They don’t! There are entire professions built around rehabilitation from sports injuries, and pre/post game treatments for it.

Anonymous 0 Comments

They don’t. In fact they often suffer joint degradation at an earlier age than people who are moderately active and have a healthy body mass. They spend an inordinate amount of time with sports therapists, physiotherapists, hydrotherapy etc, in order to prevent joint strain or minimise permanent damage from a current injury, but wear and tear is just degradation from use, and they are very rough on their bodies.

Anonymous 0 Comments

Earl Campbell needed a cane/walker by his early 40’s- wiki “at age 46, he could barely close his fist due to [arthritis](https://en.wikipedia.org/wiki/Arthritis) in his hands.[[87]](https://en.wikipedia.org/wiki/Earl_Campbell#cite_note-SI-88) He developed [foot drop](https://en.wikipedia.org/wiki/Foot_drop) due to nerve damage in his legs, and has difficulty bending his back and knees.[[87]](https://en.wikipedia.org/wiki/Earl_Campbell#cite_note-SI-88)[[88]](https://en.wikipedia.org/wiki/Earl_Campbell#cite_note-89) He was diagnosed with [spinal stenosis](https://en.wikipedia.org/wiki/Spinal_stenosis) in 2009.[[89]](https://en.wikipedia.org/wiki/Earl_Campbell#cite_note-Campbell-90) Because of his difficulty walking he uses a cane or a walker, and for longer distances a wheelchair.[[5]](https://en.wikipedia.org/wiki/Earl_Campbell#cite_note-Garber-6)[[90]](https://en.wikipedia.org/wiki/Earl_Campbell#cite_note-price-91) Campbell at first maintained the ailments were genetic,[[90]](https://en.wikipedia.org/wiki/Earl_Campbell#cite_note-price-91)[[91]](https://en.wikipedia.org/wiki/Earl_Campbell#cite_note-92) but said in 2012, “I think some of it came from playing football, playing the way I did.”[[85]](https://en.wikipedia.org/wiki/Earl_Campbell#cite_note-Fox-86)[[92]](https://en.wikipedia.org/wiki/Earl_Campbell#cite_note-Strauss-93)

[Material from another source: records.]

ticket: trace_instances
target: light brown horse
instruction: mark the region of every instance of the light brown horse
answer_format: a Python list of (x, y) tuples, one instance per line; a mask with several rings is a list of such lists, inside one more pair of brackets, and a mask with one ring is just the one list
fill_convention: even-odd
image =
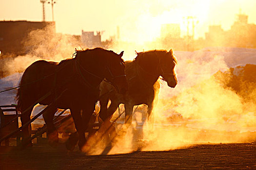
[[(124, 104), (125, 125), (123, 130), (126, 133), (131, 124), (134, 105), (145, 104), (148, 106), (148, 121), (154, 122), (154, 114), (151, 112), (157, 98), (160, 85), (158, 80), (160, 76), (167, 82), (169, 86), (174, 88), (177, 83), (174, 71), (177, 64), (171, 49), (150, 51), (138, 53), (133, 61), (126, 61), (125, 74), (128, 84), (128, 91), (125, 94), (118, 94), (111, 85), (102, 82), (100, 84), (99, 117), (110, 125), (109, 120), (120, 103)], [(108, 108), (109, 100), (111, 102)], [(113, 129), (112, 129), (113, 130)], [(110, 131), (109, 131), (110, 132)]]
[[(43, 117), (49, 141), (58, 141), (58, 132), (53, 122), (56, 111), (58, 108), (70, 109), (79, 136), (79, 145), (81, 149), (86, 142), (85, 131), (99, 99), (100, 83), (105, 78), (121, 93), (128, 88), (124, 62), (121, 58), (123, 53), (123, 51), (118, 54), (98, 48), (77, 51), (75, 58), (63, 60), (59, 64), (44, 60), (33, 63), (22, 75), (17, 96), (18, 107), (22, 114), (30, 106), (33, 106), (21, 116), (22, 124), (30, 120), (36, 101), (51, 92), (49, 96), (38, 102), (48, 105)], [(59, 99), (56, 101), (57, 97)], [(28, 138), (27, 126), (23, 129), (23, 138)]]

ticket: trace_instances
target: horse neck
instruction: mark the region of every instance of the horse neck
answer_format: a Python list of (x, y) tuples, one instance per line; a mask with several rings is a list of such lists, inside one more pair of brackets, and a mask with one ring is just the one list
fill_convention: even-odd
[(136, 69), (139, 78), (147, 85), (153, 85), (160, 75), (158, 73), (158, 60), (152, 57), (148, 58), (146, 54), (136, 61)]

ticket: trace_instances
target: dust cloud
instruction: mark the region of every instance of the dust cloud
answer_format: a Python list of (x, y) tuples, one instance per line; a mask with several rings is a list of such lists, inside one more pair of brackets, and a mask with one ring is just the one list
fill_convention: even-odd
[(39, 60), (59, 62), (72, 57), (75, 49), (81, 48), (79, 41), (69, 35), (55, 34), (51, 26), (31, 31), (22, 42), (26, 54), (1, 59), (1, 77), (23, 72), (31, 64)]

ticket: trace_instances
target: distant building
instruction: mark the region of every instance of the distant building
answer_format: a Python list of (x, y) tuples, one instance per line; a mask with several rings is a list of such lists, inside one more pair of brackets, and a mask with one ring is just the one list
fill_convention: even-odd
[(26, 53), (23, 43), (32, 30), (50, 26), (55, 33), (55, 22), (32, 22), (25, 20), (0, 21), (0, 51), (2, 54)]
[(248, 24), (248, 18), (245, 14), (237, 14), (228, 31), (220, 25), (209, 26), (209, 32), (205, 33), (205, 46), (256, 48), (256, 25)]
[(101, 36), (100, 32), (97, 32), (94, 34), (94, 32), (85, 32), (82, 30), (81, 37), (82, 43), (88, 48), (101, 47)]
[(184, 50), (187, 45), (185, 39), (180, 37), (179, 24), (169, 23), (161, 25), (160, 43), (165, 49), (174, 48), (175, 50)]

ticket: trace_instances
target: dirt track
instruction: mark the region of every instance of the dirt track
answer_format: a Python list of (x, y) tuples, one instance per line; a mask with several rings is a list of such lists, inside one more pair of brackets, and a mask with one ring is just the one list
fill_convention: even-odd
[(25, 151), (0, 147), (0, 170), (256, 170), (256, 143), (197, 145), (165, 152), (88, 156), (34, 145)]

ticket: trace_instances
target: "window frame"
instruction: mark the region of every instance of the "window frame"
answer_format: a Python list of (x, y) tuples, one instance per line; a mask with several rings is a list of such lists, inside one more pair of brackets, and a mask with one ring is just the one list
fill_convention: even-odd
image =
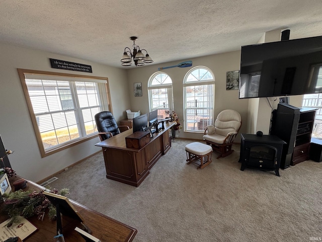
[[(155, 77), (156, 77), (158, 75), (166, 75), (168, 76), (168, 78), (170, 78), (171, 80), (171, 83), (167, 83), (165, 84), (159, 84), (159, 85), (151, 85), (151, 83), (153, 81), (153, 79)], [(167, 94), (168, 95), (168, 108), (155, 108), (153, 107), (153, 97), (152, 95), (152, 90), (155, 89), (167, 89)], [(153, 111), (154, 110), (173, 110), (174, 108), (174, 102), (173, 102), (173, 82), (172, 79), (170, 77), (170, 76), (162, 72), (157, 72), (154, 74), (153, 74), (150, 78), (149, 78), (149, 80), (147, 82), (147, 90), (148, 92), (148, 102), (149, 102), (149, 110), (150, 112)], [(160, 115), (159, 112), (158, 111), (158, 116)]]
[[(97, 132), (95, 132), (95, 133), (89, 135), (84, 137), (80, 137), (79, 138), (77, 138), (75, 139), (73, 139), (68, 142), (66, 142), (66, 143), (63, 143), (62, 145), (58, 146), (57, 147), (53, 148), (49, 150), (45, 150), (44, 147), (44, 145), (43, 144), (42, 139), (41, 138), (41, 136), (40, 135), (40, 132), (39, 131), (39, 129), (38, 128), (38, 125), (37, 124), (37, 118), (36, 117), (36, 115), (34, 112), (33, 107), (32, 106), (32, 103), (30, 99), (30, 96), (29, 95), (29, 93), (28, 90), (28, 87), (27, 84), (26, 83), (26, 79), (25, 75), (26, 74), (35, 74), (35, 75), (48, 75), (51, 76), (58, 76), (60, 78), (66, 78), (67, 79), (70, 79), (70, 78), (79, 78), (79, 80), (77, 80), (77, 81), (79, 82), (86, 82), (86, 81), (85, 81), (86, 79), (93, 79), (97, 80), (102, 80), (106, 82), (105, 84), (105, 90), (104, 91), (102, 92), (103, 95), (103, 97), (101, 97), (101, 98), (106, 99), (105, 106), (108, 109), (108, 110), (113, 112), (112, 109), (112, 105), (111, 102), (111, 95), (110, 92), (110, 88), (109, 86), (109, 82), (108, 79), (106, 77), (96, 77), (93, 76), (86, 76), (83, 75), (77, 75), (77, 74), (68, 74), (68, 73), (56, 73), (52, 72), (46, 72), (42, 71), (37, 71), (37, 70), (27, 70), (27, 69), (17, 69), (18, 74), (19, 75), (19, 78), (20, 79), (20, 81), (21, 82), (21, 84), (22, 85), (23, 90), (24, 91), (24, 93), (25, 94), (25, 97), (26, 98), (26, 101), (27, 103), (27, 106), (28, 107), (28, 110), (29, 111), (29, 114), (30, 115), (30, 118), (31, 119), (31, 121), (33, 124), (33, 126), (34, 128), (35, 134), (36, 135), (37, 143), (38, 144), (38, 146), (39, 147), (39, 150), (40, 151), (40, 153), (41, 154), (42, 157), (45, 157), (46, 156), (48, 156), (52, 154), (58, 152), (62, 150), (65, 150), (66, 149), (68, 149), (72, 146), (76, 145), (78, 144), (85, 142), (92, 139), (96, 138), (98, 137), (98, 134)], [(83, 81), (82, 79), (83, 79)], [(66, 81), (68, 81), (68, 80), (66, 80)], [(72, 96), (72, 98), (74, 98), (75, 96)], [(103, 106), (103, 107), (104, 105)], [(82, 108), (80, 107), (78, 107), (80, 110)], [(83, 119), (83, 117), (82, 117)]]
[[(212, 75), (212, 79), (211, 80), (197, 80), (197, 81), (189, 81), (187, 82), (187, 80), (188, 80), (188, 78), (189, 76), (189, 75), (194, 71), (196, 71), (196, 70), (198, 69), (204, 69), (206, 70), (206, 71), (207, 71), (208, 72), (209, 72), (209, 73)], [(188, 130), (188, 121), (187, 120), (187, 110), (188, 109), (191, 109), (191, 108), (187, 107), (187, 88), (189, 87), (191, 87), (191, 86), (205, 86), (205, 85), (213, 85), (213, 88), (212, 88), (212, 93), (213, 93), (213, 95), (212, 95), (212, 102), (211, 103), (211, 105), (212, 106), (212, 108), (211, 109), (212, 110), (212, 113), (211, 114), (211, 116), (209, 116), (209, 118), (211, 118), (211, 124), (212, 124), (214, 122), (214, 108), (215, 108), (215, 76), (213, 74), (213, 73), (210, 70), (210, 69), (209, 69), (209, 68), (208, 68), (207, 67), (204, 67), (204, 66), (197, 66), (197, 67), (195, 67), (191, 69), (190, 69), (185, 75), (185, 77), (183, 79), (183, 101), (184, 101), (184, 106), (183, 106), (183, 108), (184, 108), (184, 122), (183, 124), (183, 130), (184, 130), (184, 132), (187, 132), (187, 133), (203, 133), (204, 132), (204, 130)], [(208, 97), (209, 96), (209, 95), (208, 96)], [(196, 109), (196, 108), (195, 108)], [(206, 109), (206, 108), (198, 108), (198, 109)], [(208, 108), (208, 110), (210, 110), (210, 109)]]

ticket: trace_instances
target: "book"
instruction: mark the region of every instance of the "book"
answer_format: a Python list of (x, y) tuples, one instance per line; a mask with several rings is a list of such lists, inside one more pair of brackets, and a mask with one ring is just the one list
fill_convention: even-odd
[(19, 217), (19, 222), (10, 227), (7, 224), (11, 219), (9, 218), (0, 224), (0, 242), (6, 241), (9, 238), (19, 237), (23, 240), (38, 229), (32, 223), (23, 217)]
[(101, 242), (101, 240), (96, 237), (94, 237), (92, 234), (90, 234), (78, 227), (76, 227), (75, 230), (82, 235), (86, 242)]
[(56, 208), (59, 207), (60, 212), (63, 215), (68, 216), (80, 221), (84, 220), (67, 197), (46, 191), (43, 192), (43, 194), (46, 196)]

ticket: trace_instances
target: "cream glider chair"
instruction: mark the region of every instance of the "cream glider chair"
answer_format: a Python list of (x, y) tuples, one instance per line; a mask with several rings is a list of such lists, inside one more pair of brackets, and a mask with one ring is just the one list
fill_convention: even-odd
[(234, 110), (226, 109), (218, 114), (214, 125), (206, 128), (203, 139), (213, 150), (220, 152), (217, 159), (232, 153), (231, 145), (241, 126), (240, 114)]

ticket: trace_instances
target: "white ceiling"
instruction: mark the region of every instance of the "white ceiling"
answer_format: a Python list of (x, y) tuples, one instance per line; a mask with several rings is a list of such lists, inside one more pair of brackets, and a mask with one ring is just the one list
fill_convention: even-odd
[(322, 35), (321, 10), (320, 0), (1, 0), (0, 42), (121, 68), (136, 36), (159, 65), (237, 50), (276, 29)]

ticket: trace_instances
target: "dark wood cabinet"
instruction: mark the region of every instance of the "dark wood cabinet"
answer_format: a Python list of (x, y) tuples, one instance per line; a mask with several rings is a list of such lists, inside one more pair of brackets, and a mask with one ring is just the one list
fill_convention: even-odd
[(103, 149), (106, 177), (138, 187), (149, 170), (170, 148), (169, 130), (174, 125), (165, 124), (164, 130), (153, 134), (148, 143), (137, 149), (129, 148), (126, 143), (132, 129), (96, 144)]
[(285, 169), (309, 159), (316, 109), (279, 103), (273, 112), (271, 134), (286, 142), (282, 152), (281, 168)]

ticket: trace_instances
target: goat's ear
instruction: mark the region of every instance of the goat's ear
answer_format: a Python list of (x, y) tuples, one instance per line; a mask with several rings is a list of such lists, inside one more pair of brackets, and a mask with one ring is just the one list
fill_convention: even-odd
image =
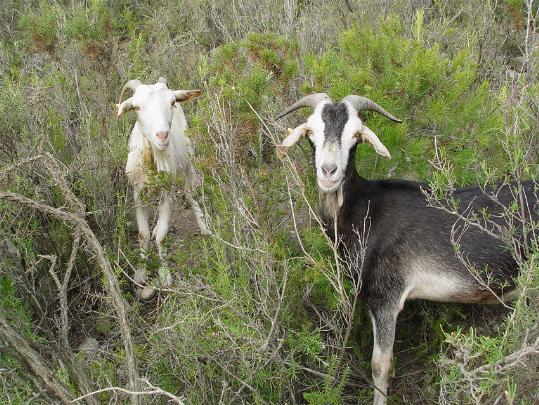
[(279, 156), (286, 156), (288, 150), (294, 146), (303, 136), (307, 135), (307, 124), (301, 124), (295, 129), (288, 128), (288, 136), (283, 139), (280, 145), (277, 145), (277, 154)]
[(189, 101), (202, 94), (202, 90), (174, 90), (176, 101)]
[(124, 112), (131, 111), (133, 109), (133, 102), (131, 97), (125, 100), (122, 104), (116, 104), (118, 111), (116, 112), (116, 118), (119, 118)]
[(389, 154), (389, 151), (384, 146), (384, 144), (380, 141), (380, 139), (378, 139), (376, 134), (372, 132), (369, 128), (367, 128), (365, 125), (363, 125), (363, 127), (356, 136), (363, 142), (369, 142), (373, 146), (376, 153), (378, 153), (379, 155), (391, 159), (391, 155)]

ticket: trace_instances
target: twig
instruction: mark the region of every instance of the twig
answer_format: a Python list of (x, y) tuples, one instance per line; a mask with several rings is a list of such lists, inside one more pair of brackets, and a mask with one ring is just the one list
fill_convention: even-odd
[[(71, 225), (78, 228), (81, 235), (84, 236), (90, 250), (94, 254), (96, 261), (98, 262), (99, 266), (105, 273), (109, 294), (112, 298), (112, 303), (118, 314), (118, 319), (120, 322), (120, 330), (121, 330), (123, 341), (124, 341), (125, 355), (127, 358), (127, 367), (129, 370), (130, 386), (133, 388), (134, 391), (139, 391), (138, 367), (137, 367), (137, 361), (135, 358), (133, 340), (131, 338), (131, 330), (129, 328), (129, 323), (127, 321), (126, 303), (121, 295), (120, 287), (118, 285), (118, 280), (116, 279), (116, 276), (114, 275), (114, 272), (112, 271), (112, 267), (106, 258), (105, 251), (103, 247), (101, 246), (101, 244), (99, 243), (99, 241), (97, 240), (95, 234), (90, 229), (88, 223), (84, 220), (84, 218), (80, 217), (79, 215), (76, 215), (71, 212), (67, 212), (58, 208), (54, 208), (50, 205), (32, 200), (20, 194), (16, 194), (12, 192), (0, 192), (0, 199), (6, 199), (9, 201), (19, 203), (19, 204), (23, 204), (25, 206), (28, 206), (40, 212), (43, 212), (45, 214), (51, 215), (59, 220), (67, 221)], [(132, 398), (132, 401), (134, 404), (139, 404), (138, 396), (134, 395)]]

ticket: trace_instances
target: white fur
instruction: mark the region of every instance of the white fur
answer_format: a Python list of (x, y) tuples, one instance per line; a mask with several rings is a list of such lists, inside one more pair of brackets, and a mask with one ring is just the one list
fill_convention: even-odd
[[(201, 233), (208, 233), (204, 215), (192, 196), (195, 170), (191, 163), (193, 149), (185, 136), (187, 122), (183, 110), (176, 102), (174, 92), (165, 83), (139, 85), (129, 101), (137, 111), (137, 122), (129, 138), (129, 154), (125, 172), (134, 188), (136, 216), (139, 229), (139, 242), (145, 256), (150, 242), (149, 219), (151, 210), (145, 206), (140, 193), (148, 179), (149, 167), (154, 165), (159, 172), (185, 176), (185, 189), (191, 203)], [(119, 115), (122, 110), (119, 110)], [(168, 131), (168, 144), (163, 143), (157, 134)], [(163, 240), (168, 233), (172, 195), (171, 190), (162, 192), (159, 202), (159, 216), (152, 236), (155, 237), (159, 256), (165, 260)], [(139, 278), (144, 282), (144, 276)]]

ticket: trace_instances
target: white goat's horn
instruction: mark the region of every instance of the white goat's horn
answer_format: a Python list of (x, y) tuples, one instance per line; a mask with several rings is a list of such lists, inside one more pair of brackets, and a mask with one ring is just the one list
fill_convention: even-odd
[(129, 89), (135, 91), (135, 89), (140, 86), (142, 83), (140, 80), (133, 79), (129, 80), (126, 84), (124, 84), (124, 87), (122, 87), (122, 91), (120, 92), (120, 100), (118, 101), (118, 104), (122, 103), (122, 98), (124, 96), (124, 92)]
[(331, 100), (326, 93), (309, 94), (308, 96), (303, 97), (301, 100), (296, 101), (288, 109), (279, 114), (277, 119), (282, 118), (286, 114), (290, 114), (292, 111), (295, 111), (301, 107), (311, 107), (314, 109), (321, 101), (324, 100)]
[(377, 113), (380, 113), (386, 116), (392, 121), (402, 122), (402, 120), (398, 119), (393, 114), (388, 113), (378, 104), (376, 104), (374, 101), (369, 100), (366, 97), (356, 96), (352, 94), (352, 95), (344, 97), (341, 101), (348, 101), (350, 104), (352, 104), (352, 106), (356, 109), (357, 112), (360, 112), (363, 110), (376, 111)]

Ronnie Coleman is in a similar boat. Drugs/roids and all that aside… top level athlete not able to walk on his own by before 50.

Also remember “old” and “veteran” athletes in many sports are in their 30s….not 50’s or 60s. Most are burnt out and used up by then.

Anonymous 0 Comments

They do a metric ton of preventative care as well as rehab. But even that doesn’t stop it, just slows it down.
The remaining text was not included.